In order for the antigen–antibody immunoreaction to be seen in the microscope, the antibody must take a label – enzyme, fluorophore, colloidal gold or biotin. An enzyme label can be visualized in the light microscope by means of enzyme histochemical methods via chromogenic reactions. A fluorophore label can be directly visualized in a fluorescent microscope. Electron-dense labels such as colloidal gold are visible in the electron microscope without further treatment. Biotin label can be exploited in light, fluorescence and electron microscopy in combination with ABC technique. Like biotin, some other haptens, such as digoxigenin (DIG) or dinitrophenol(DNP), can also be coupled to antibodies. For their visualization, enzymeor fluorophore-conjugated secondary antibodies are affordable.
Labels can be chemically introduced into antibodies via a variety of functional groups on the antibody using appropriate group-specific reagents. Many fluorophores bear a reactive group through which they readily combine covalently with antibodies in alkaline solutions (pH 9–10). Labeling with an enzyme requires an additional large molecule such as glutaraldehyde to cross-link the enzyme to the antibody.
The most widely applied principle is haptenylation of amino groups via N-hydroxysuccinimide esters (NHS-ES). For convenient protein-labeling procedures,a number of haptens (various fluorophores, enzymes, biotin, DIG, etc.) are now commercially available as activated NHS-ES from various vendors.

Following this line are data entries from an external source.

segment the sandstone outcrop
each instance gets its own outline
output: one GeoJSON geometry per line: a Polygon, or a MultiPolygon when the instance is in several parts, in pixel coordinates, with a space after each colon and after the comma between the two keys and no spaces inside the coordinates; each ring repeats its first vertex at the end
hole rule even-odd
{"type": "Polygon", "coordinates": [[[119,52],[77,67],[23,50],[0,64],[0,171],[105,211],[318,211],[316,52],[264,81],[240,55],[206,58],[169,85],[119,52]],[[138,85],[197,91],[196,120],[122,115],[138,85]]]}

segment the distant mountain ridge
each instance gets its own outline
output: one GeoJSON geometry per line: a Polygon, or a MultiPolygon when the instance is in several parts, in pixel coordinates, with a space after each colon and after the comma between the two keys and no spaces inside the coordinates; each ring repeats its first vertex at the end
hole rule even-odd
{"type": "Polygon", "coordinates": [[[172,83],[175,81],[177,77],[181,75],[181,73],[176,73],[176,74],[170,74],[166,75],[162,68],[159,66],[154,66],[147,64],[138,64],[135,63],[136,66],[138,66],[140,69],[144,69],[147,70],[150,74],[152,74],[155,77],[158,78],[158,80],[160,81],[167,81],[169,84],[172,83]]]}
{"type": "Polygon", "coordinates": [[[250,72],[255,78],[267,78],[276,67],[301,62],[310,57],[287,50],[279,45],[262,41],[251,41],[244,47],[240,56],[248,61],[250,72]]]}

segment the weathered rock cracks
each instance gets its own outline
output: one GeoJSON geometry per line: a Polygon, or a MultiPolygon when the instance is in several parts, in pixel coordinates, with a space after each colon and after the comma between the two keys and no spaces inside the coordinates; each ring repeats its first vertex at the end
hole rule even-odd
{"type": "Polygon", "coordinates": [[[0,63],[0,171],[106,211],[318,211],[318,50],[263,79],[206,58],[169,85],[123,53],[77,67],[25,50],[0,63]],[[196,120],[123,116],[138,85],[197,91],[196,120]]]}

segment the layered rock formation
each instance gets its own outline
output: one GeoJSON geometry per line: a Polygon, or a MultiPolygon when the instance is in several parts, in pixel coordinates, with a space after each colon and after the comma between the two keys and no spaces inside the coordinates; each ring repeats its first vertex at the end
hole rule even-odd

There are two complex steps in the manufacture of antibody for immunolabeling. The first is producing the antibody that binds specifically to the antigen of interest and the second is fusing the tag to the antibody. Since it is impractical to fuse a tag to every conceivable antigen-specific antibody, most immunolabeling processes use an indirect method of detection. This indirect method employs a primary antibody that is antigen-specific and a secondary antibody fused to a tag that specifically binds the primary antibody. This indirect approach permits mass production of secondary antibody that can be bought off the shelf. Pursuant to this indirect method, the primary antibody is added to the test system. The primary antibody seeks out and binds to the target antigen. The tagged secondary antibody, designed to attach exclusively to the primary antibody, is subsequently added.

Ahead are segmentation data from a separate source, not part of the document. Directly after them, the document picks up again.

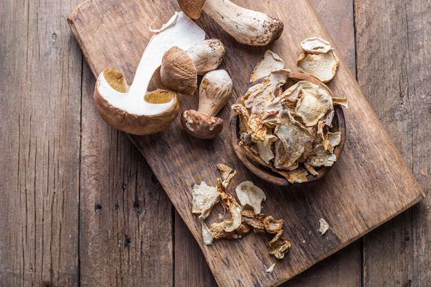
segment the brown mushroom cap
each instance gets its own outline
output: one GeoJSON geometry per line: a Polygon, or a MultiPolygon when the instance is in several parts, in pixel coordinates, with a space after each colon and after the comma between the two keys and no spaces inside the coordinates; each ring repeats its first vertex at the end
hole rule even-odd
{"type": "Polygon", "coordinates": [[[223,120],[204,115],[194,109],[188,109],[181,114],[181,125],[193,136],[199,138],[213,138],[222,131],[223,120]]]}
{"type": "MultiPolygon", "coordinates": [[[[156,89],[145,96],[158,98],[158,100],[165,98],[166,102],[174,98],[174,102],[162,113],[149,116],[130,114],[113,106],[99,93],[98,89],[94,90],[94,99],[97,111],[109,125],[128,134],[145,136],[160,131],[167,127],[175,120],[180,109],[176,94],[172,91],[156,89]]],[[[151,100],[147,100],[149,102],[151,100]]]]}
{"type": "Polygon", "coordinates": [[[163,55],[160,79],[166,87],[186,95],[198,89],[196,67],[191,58],[182,49],[173,47],[163,55]]]}
{"type": "Polygon", "coordinates": [[[178,0],[178,5],[184,13],[192,19],[198,19],[207,0],[178,0]]]}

Typical tags include: a fluorescent compound, gold beads, a particular epitope tag, or an enzyme that produces a colored compound. The association of the tags to the target via the antibodies provides for the identification and visualization of the antigen of interest in its native location in the tissue, such as the cell membrane, cytoplasm, or nuclear membrane. Under certain conditions the method can be adapted to provide quantitative information.
Immunolabeling can be used in pharmacology, molecular biology, biochemistry and any other field where it is important to know of the precise location of an antibody-bindable molecule.